With Facebook logging its first billion-user day and LinkedIn closing in on 400 million members, many savvy companies are realizing that their most credible marketing resource – their own employees – are quite literally staring them in the face.
That’s why they’re adopting employee and business partner advocacy programs to tap into the social networks of their own people to spread messages at a grassroots level. But making these programs work isn’t necessarily cheap or simple. Here are some do’s and don’ts to consider if you’re thinking of launching an employee/partner advocacy initiative for your own business.
Do have a social media policy. This document should outline what is and isn’t acceptable for employees to discuss online, as well as guidelines for attribution and disclosure. Any employee who represents your company (and that can be as simple as listing an employer in a LinkedIn profile) should be required to sign this policy.
Chris Boudreaux, co-author of The Most Powerful Brand on Earth, has assembled an outstanding database of social media policies at SocialMediaGovernance.com. A good example to follow is the IBM Social Computing Guidelines. Policies should accentuate the positive. Focus on the benefits of constructive engagement more than on penalties for missteps.
Don’t dictate messages but do offer suggestions. It’s perfectly okay to provide sample tweets and hashtags, but avoid enforcing rigid rules on how people share information. Messages are more genuine when expressed in the language of the people sharing them.
Social sharing hubs like Telligent, Postano, Dynamic Signal and GaggleAMP make it easy to post content for people to share, but a simple webpage on your intranet will suffice. The closer you can get to cut-and-paste simplicity, the better results you’ll see.
Do use trackable links. Link-shortening services like Bit.ly and Ow.ly make it possible for you to track the click-through performance of links that you share. Google’s URL Builder does the same thing, and all marketing automation tools have similar functionality. Use them to identify the messages that your colleagues are sharing most effectively.
Don’t force people to participate. Many people are uncomfortable using social networks or don’t want to play the role of company marketer. Respect their wishes. People who are forced to use social media do it badly or may even try to undermine the process. Don’t tempt fate.

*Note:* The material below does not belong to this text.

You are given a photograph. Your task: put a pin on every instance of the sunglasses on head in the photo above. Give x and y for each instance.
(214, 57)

Do reward participation but don’t use cash. Promote and celebrate the people who eagerly embrace the advocacy program. Recognize them in internal communications, complement them to their managers retweet and share their content to build their social followings. Point systems and leader boards are okay, but be sure to build in a quality component to recognize originality as well as output. While some companies use financial rewards, I believe that sends the wrong message. People should share because they want to, not because there’s a bonus in it for them.
Do provide ongoing education. Host monthly lunch-and-learns, share links to useful articles and promote the tactics that are working best for your people. Provide a smooth on-ramp for hesitant employees to learn the basics. Promote your high achievers by inviting them to lead educational sessions.
Do test and iterate. Offer several choices of suggested messages and use different tracking links for each. Look for topics, language and attitude that resonates with your audience. Do more of what works.
Do you have an employee or partner advocacy program in place? What’s working for you?